La comparaison avec le Salvador de Nayib Bukele est régulièrement brandie, parfois jusqu’à la caricature. Évidemment, la France ne peut ni ne doit reproduire les arrestations de masse, l’état d’exception ou les restrictions profondes aux libertés individuelles qui ont accompagné le modèle salvadorien. Notre système repose sur le contrôle du juge, la séparation des pouvoirs et la protection des droits fondamentaux. C’est une force, pas une faiblesse.
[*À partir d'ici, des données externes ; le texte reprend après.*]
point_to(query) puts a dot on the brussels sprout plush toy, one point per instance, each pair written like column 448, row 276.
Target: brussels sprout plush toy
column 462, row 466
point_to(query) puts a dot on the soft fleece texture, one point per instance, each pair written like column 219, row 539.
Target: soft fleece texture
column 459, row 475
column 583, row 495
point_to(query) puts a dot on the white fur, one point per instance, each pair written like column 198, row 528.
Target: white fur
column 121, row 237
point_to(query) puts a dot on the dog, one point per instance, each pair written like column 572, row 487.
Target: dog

Mais il faut alors avoir l’honnêteté intellectuelle d’en tirer la conséquence : nous ne menons pas une guerre au sens où certains États l’entendent. Nous menons une politique de lutte contre la criminalité organisée dans le cadre d’un État de droit. Et si nous voulons qu’elle soit efficace, il faut commencer par accepter cette réalité plutôt que de chercher à donner à une politique publique le vocabulaire d’une guerre qu’elle ne peut juridiquement pas mener.